Ovviamente Gorilla ha avuto i suoi spoof su YouTube. Il più clamoroso è stato quello di Wonderbra con two cups full of joy. Al posto dell’enorme scimmia ecco una bella batterista, seminuda con il reggiseno push-up. Gorilla è anche diventato un personaggio mass media con Bollo in una serie tv inglese. Cadbury ha battuto la strada dei sequel, con la costante della musica rock famosa e del claim. Interessante l’episodio Dancing Eyebrows.

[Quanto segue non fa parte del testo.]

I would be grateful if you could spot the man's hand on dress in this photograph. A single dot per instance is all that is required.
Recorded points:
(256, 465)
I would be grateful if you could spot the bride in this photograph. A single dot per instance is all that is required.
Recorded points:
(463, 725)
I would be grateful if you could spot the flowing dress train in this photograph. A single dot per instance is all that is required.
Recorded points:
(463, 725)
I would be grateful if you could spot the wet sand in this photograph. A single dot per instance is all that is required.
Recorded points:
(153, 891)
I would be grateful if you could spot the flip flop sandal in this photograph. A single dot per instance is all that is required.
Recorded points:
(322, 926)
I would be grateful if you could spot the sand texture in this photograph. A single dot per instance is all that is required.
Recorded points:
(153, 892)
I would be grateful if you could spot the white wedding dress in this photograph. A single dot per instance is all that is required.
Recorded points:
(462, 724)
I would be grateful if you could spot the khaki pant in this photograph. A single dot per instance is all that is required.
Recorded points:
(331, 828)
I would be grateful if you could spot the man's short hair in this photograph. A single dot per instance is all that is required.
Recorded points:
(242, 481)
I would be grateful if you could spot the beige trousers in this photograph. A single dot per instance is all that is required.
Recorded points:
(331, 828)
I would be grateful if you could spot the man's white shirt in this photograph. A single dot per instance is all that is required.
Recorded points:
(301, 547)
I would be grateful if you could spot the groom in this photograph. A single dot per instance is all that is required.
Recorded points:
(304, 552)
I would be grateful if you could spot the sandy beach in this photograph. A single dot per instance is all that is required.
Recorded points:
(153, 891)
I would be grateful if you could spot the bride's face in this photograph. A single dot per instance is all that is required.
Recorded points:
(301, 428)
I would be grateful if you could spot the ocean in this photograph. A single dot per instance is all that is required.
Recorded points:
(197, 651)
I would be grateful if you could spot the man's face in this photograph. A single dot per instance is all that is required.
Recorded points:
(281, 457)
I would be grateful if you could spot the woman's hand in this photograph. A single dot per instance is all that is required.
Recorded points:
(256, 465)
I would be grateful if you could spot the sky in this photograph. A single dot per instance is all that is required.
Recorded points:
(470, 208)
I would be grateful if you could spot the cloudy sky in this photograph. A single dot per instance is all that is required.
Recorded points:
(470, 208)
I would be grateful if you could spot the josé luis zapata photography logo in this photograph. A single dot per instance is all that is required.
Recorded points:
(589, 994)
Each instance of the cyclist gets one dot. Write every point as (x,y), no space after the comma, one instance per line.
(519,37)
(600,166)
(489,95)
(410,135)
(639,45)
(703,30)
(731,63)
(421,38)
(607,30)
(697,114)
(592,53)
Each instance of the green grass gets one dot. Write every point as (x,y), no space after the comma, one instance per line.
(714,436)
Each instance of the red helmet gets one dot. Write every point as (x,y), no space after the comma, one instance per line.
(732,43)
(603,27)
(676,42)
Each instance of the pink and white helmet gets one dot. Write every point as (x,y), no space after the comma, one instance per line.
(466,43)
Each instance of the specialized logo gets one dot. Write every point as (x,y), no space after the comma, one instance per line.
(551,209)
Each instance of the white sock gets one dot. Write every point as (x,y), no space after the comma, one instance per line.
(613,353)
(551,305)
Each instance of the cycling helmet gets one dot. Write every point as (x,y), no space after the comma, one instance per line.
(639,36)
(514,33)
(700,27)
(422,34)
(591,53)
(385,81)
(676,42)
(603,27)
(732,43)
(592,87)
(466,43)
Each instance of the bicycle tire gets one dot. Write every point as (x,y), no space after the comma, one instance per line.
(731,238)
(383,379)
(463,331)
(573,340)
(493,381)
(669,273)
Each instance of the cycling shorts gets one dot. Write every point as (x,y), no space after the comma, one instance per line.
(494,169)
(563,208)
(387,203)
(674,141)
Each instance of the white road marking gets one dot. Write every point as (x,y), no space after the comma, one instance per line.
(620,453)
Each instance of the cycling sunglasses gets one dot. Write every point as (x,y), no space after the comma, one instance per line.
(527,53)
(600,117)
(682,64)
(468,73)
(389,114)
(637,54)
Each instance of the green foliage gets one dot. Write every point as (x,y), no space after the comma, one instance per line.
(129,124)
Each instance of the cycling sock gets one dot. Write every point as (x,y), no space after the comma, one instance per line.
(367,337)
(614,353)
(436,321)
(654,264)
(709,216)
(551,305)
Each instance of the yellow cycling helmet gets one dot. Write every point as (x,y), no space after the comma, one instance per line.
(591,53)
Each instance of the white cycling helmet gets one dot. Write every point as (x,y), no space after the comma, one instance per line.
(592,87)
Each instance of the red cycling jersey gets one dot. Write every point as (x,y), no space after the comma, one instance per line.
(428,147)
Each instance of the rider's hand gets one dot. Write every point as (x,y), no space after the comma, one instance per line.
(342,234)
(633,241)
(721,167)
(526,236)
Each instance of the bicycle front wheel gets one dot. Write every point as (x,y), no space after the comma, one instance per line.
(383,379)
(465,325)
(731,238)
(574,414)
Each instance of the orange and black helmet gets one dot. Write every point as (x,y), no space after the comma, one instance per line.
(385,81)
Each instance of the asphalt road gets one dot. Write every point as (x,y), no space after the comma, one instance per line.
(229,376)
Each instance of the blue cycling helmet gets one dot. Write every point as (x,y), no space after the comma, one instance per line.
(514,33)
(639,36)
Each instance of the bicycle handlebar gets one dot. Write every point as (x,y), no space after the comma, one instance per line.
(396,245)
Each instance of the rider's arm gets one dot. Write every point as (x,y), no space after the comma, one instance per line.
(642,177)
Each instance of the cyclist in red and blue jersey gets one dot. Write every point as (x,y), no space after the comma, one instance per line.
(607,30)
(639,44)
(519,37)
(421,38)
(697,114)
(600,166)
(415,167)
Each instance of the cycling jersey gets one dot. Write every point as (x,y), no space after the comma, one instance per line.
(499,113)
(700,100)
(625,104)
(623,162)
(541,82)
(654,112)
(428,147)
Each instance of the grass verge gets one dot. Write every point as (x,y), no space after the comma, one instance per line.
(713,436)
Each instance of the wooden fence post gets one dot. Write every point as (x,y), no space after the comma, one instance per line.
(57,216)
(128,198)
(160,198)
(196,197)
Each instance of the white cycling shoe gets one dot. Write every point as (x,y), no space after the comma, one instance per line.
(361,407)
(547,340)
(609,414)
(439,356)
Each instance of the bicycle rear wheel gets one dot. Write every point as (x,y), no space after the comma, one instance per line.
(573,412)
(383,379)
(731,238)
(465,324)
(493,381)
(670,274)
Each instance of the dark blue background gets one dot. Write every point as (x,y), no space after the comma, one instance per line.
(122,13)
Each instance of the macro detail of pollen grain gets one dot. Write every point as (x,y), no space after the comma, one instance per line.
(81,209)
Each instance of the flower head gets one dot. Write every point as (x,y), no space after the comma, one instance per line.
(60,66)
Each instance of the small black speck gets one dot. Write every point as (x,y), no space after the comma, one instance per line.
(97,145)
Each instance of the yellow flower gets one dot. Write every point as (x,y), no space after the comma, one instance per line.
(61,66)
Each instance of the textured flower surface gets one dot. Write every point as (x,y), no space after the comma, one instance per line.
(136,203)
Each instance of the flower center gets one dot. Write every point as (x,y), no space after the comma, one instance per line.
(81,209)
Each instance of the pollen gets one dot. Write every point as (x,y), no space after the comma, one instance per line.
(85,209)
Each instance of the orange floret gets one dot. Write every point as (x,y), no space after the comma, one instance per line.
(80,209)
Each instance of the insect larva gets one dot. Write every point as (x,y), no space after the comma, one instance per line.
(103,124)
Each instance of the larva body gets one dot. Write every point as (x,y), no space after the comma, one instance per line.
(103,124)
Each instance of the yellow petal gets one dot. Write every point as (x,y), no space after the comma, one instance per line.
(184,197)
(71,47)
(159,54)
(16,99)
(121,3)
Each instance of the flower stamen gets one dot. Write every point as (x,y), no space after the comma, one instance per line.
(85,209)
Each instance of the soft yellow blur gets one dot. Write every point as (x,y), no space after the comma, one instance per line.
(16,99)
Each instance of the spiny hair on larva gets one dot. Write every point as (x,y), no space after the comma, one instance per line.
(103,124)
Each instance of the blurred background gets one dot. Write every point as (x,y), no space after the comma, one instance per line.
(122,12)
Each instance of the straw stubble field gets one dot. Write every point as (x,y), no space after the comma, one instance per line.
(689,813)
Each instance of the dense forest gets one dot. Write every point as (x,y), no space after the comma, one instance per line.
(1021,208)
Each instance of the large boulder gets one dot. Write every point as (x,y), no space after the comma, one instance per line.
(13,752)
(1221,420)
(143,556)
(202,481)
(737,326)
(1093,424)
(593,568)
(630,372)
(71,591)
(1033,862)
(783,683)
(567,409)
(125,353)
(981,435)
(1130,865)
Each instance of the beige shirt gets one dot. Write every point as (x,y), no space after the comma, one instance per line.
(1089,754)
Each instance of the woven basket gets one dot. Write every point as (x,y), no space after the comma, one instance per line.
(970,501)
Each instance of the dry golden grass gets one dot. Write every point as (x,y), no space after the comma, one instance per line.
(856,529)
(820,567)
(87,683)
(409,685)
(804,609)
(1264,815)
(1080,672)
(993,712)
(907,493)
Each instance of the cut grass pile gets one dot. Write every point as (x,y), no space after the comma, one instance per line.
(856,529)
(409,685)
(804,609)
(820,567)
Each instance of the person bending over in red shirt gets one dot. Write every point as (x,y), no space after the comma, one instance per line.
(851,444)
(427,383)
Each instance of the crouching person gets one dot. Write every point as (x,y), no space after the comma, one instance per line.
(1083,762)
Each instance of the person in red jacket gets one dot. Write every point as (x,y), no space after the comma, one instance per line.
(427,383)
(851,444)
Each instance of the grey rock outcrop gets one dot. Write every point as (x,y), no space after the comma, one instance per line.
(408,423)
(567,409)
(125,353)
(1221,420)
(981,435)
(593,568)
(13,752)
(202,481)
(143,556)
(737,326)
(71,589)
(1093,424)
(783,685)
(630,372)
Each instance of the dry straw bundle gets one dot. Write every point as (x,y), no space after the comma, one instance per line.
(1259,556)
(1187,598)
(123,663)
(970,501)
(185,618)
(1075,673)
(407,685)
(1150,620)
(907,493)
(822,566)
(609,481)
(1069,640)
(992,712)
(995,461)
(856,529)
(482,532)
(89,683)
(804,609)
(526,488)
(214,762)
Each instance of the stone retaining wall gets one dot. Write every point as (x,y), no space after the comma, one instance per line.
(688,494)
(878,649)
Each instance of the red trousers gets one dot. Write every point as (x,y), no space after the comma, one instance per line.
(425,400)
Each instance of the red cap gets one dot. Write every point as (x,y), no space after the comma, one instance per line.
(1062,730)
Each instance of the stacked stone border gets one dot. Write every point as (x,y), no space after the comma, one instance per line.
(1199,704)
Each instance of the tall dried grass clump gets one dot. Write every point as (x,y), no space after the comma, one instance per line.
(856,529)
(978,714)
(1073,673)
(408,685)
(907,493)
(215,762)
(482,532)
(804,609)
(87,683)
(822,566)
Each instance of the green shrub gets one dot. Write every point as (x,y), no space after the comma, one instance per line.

Ecco, il creativo della crowd on line (ad esempio via BootB) potrebbe avere questa funzione eccellente invece di clonare in grande numero il tipo di lavoro mainstream in genere prodotto dal mercato parallelo della creatività il che, temiamo, sarà lo standard delle idee di questo nuovo mercato parallelo

Come detto all’inizio, le agenzie potrebbero adottare un comportamento più aperto atto a sfruttare la ‘saggezza’ della folla. Il Barberian Group (agenzia multi specialistica, Palmer B. 2008, ‘Why advertising needs a Facebook’, in Adweek, 18 febbraio), in alcuni momenti chiave del processo, considera la sua intera struttura come un unico reparto creativo. Il principio è che l’intelligenza, il talento di ognuno sono diversi da quelli della persona accanto. Viene spedito via email un brief a tutti e viene sollecitato un feedback con il primo pensiero, la prima idea istintiva che è, da una pura prospettiva di ispirazione, la migliore. Anche qui i lettori potranno ricordare esperienze simili precedenti (ad esempio l’agenzia Red Cell vendeva il pensiero di tutti i suoi migliori professionisti riuniti telematicamente in un continuo conclave). Passare dal principio al comportamento è probabilmente ora una condicio sine qua non.